Editor's note: We're overjoyed to welcome Ardena Flippin, MD, MBA to the netdoc community. Dr. Flippin brings a wealth of experience, starting with her long tenure as an attending physician at the Cook County Hospital Emergency Department (the hospital and department that inspired the TV show "E.R.").
Dr. Flippin will write regularly on issues of interest to physicians and the medical community. Among her interests are healthcare disparities (the topic of this first post), and physician practice management (the topic of her next post).
A recent meta-analysis of breast cancer data made a surprising finding and that is that breast cancer morbidity is the same across races when patients have the same mammogram history. This means that the main factor underlying the racial disparity in breast cancer morbidity and mortality is that African-American women have less access to medical care.
The difference in life expectancy has been well documented: African-American women have a 20 percent higher likelihood of dying than white women after being diagnosed with breast cancer. The median age of death for white breast cancer patients is 70 years; for black breast cancer patients it is 61 years. According to the most recent cancer statistics review, black women are less likely than white women to survive 5 years after a breast cancer diagnosis (77.3% versus 89.7%, respectively). (Breast Cancer Actionâ: The Facts and Nothing But the Facts).
Despite the clear disparity in survival, it’s not clear why the disparity exists. That’s where Dr. Smith-Bindman’s review of mammography utilization comes in (Annals of Internal Medicine, 18 April 2006. Does Utilization of Screening Mammography Explain Racial and Ethnic Differences in Breast Cancer?). Dr. Smith-Bindman looked at patterns of mammography and the probability of inadequate mammography screening, and whether overall and advanced cancer rates were similar across racial and ethnic groups and whether these rates were affected by the use of mammography. The study found that there was no difference in size, advanced-stage or lymph node involvement in women who have similar mammography screening histories.
That means that the difference revolves around mammography screening. A lack of medical insurance and poor access to screening and treatment decreases survival.“Compared to their middle-class and wealthy counter-parts, low-income women have the lowest rates of breast cancer screening, even when adjusted for race, ethnicity and insurance status. Low-income women had 20.7% lower reports of recent mammography use than those of women living in households with higher incomes.” (Monica E. Peek, MD. J Gen Intern Med 2004; 19:184-194). Low-income breast cancer patients have a 5-year relative survival rate that is 9% lower than higher-income patients. Low–income African-American women are three times more likely than higher-income African-American women to be diagnosed with advanced disease.
Over 600 million taxpayer-funded dollars goes into basic science research on breast cancer every year. The great promise, of course, is that it will lead to major improvements in diagnosis and treatment.
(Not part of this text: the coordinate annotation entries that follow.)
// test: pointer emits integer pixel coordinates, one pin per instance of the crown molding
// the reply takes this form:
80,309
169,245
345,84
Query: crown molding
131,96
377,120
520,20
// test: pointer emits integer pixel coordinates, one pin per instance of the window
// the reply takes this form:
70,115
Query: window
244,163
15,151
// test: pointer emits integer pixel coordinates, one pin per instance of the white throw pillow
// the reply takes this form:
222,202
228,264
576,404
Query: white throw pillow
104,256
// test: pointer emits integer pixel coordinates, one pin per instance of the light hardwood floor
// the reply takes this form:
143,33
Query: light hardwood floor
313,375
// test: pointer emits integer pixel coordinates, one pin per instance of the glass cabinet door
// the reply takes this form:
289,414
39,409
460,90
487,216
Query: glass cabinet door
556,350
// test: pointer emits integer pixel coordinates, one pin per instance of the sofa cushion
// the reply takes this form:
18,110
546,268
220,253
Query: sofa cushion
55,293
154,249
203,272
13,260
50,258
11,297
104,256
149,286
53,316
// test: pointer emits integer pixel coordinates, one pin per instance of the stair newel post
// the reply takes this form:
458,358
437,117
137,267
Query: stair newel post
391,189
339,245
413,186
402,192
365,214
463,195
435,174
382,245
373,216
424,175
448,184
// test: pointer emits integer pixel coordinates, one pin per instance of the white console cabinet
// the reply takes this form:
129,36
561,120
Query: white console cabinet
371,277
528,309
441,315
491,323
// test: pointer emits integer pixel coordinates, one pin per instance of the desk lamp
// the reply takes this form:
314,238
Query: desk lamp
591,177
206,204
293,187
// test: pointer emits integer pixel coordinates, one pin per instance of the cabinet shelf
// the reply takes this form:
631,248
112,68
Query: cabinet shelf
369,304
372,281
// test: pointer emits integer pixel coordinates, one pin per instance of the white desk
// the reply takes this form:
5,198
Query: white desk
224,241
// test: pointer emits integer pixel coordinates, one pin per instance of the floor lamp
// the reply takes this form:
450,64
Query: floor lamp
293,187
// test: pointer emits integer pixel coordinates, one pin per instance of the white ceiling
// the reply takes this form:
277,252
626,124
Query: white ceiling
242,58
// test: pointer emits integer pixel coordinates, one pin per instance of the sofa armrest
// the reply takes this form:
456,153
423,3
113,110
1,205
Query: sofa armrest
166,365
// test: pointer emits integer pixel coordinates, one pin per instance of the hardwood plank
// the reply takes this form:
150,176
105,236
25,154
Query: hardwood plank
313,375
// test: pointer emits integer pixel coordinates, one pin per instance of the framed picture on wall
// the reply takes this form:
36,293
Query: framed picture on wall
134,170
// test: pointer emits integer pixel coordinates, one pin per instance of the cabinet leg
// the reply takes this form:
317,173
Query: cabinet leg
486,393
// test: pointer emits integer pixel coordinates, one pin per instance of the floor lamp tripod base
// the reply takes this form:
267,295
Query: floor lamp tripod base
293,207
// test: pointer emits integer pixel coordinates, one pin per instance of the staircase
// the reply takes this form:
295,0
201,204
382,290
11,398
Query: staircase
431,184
However, if women don’t have access to these therapies, the research cannot benefit them. In essence, the boon in basic science research bypasses those most in need of it.
It might be too simplistic to suggest that the revenue-compliance approach of fixing “front-end” concerns first, i.e., access to quality mammography obviates the need to address the more complex “back-end” concerns, i.e., tumor characteristics, response to hormone therapy and other less basic issues.
In spite of our advances in clinical diagnosis and treatment capabilities, we still haven’t figured how to get equal access to mammograms to all women. Rather than chase the exotic and esoteric subtleties of cancer biology, let’s concentrate first on the obvious fundamental: access saves lives.